Türkiye’nin en çok seçmen tercihi gören üçüncü partisinin lideri bu koşullar altında dışarıya ses vermeye çalıştı. Selahattin Demirtaş'ın eşi Başak Demirtaş bu süreçte neler yaşadığını anlattı.

Cezaevinde herhangi bir zorluk ve engelleme ile karşılaşmadığını söyleyen Başak Demirtaş, "İlk hafta hariç... Onda da kendisi gelmemizi istememişti. İstisnasız bütün görüşlere gittim" dedi.

Demirtaş, eşinin siyasetçi kimliğiyle ilgili de, "Siyasetçi olmasından hep onur duydum.

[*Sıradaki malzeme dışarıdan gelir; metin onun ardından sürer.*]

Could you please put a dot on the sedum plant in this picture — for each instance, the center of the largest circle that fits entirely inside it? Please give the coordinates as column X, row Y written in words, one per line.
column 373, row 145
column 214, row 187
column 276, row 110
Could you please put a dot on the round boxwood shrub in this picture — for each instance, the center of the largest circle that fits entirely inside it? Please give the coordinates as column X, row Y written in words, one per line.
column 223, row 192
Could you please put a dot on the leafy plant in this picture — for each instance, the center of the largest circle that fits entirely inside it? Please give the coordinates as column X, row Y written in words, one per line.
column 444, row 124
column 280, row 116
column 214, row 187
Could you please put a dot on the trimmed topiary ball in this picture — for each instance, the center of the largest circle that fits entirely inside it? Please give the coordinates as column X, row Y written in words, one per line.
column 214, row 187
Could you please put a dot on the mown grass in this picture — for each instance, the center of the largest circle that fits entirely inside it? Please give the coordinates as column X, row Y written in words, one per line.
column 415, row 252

Mücadeleci kişiliği elbette ki çok önemli ve kıymetlidir. Ancak keşke milletvekili vb. seçilmiş siyasetçi olmasaydı. Ben sadece bu kısmına dair şerh düşüyorum." diye konuştu.

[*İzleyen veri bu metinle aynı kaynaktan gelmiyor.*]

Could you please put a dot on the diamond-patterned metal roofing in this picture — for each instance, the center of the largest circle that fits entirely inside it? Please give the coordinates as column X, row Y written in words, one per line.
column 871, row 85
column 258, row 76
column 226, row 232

Gazete Duvar'dan Vecdi Erbay'ın Başak Demirtaş ile yaptığı söyleşi şöyle:

Selahattin Bey tutuklanınca çevrenizin size yaklaşımı nasıl oldu?

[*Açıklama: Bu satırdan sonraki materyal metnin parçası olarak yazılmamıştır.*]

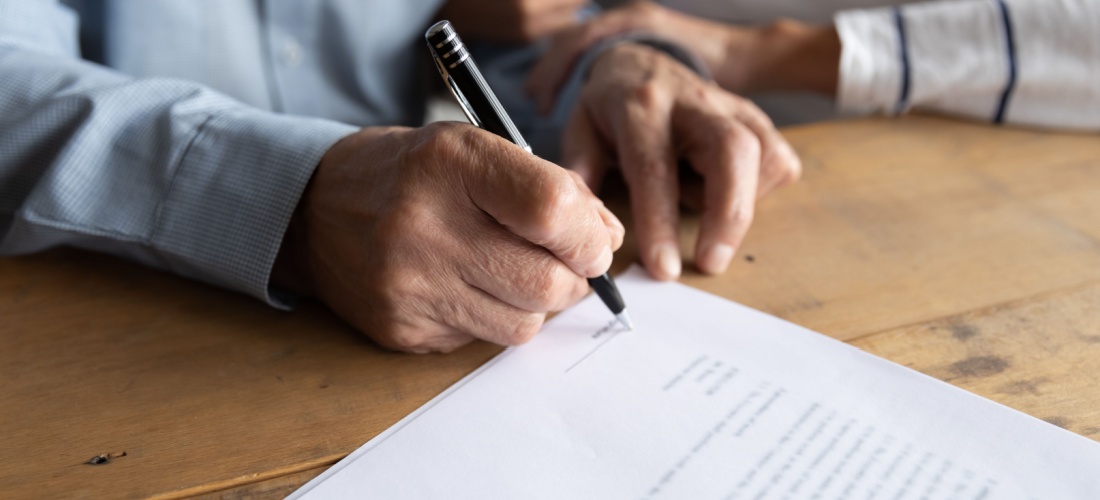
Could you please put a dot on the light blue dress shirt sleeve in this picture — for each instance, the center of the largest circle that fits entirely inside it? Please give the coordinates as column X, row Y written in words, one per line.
column 158, row 170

İlk andan itibaren büyük bir dayanışma ağı ile karşılaştık. Bu dayanışma hâlâ devam ediyor. Halkımızın bu konudaki duyarlılığını zaten biliyorduk. Pratikte de görünce bundan onur duyduk.

Tutuklandığından bu yana eşinizi her görüş gününde görmeye gittiniz mi?

İlk hafta hariç… Onda da kendisi gelmemizi istememişti. İstisnasız bütün görüşlere gittim.

Görüşe giderken ve görüş sırasında zorluklarla karşılaştınız mı?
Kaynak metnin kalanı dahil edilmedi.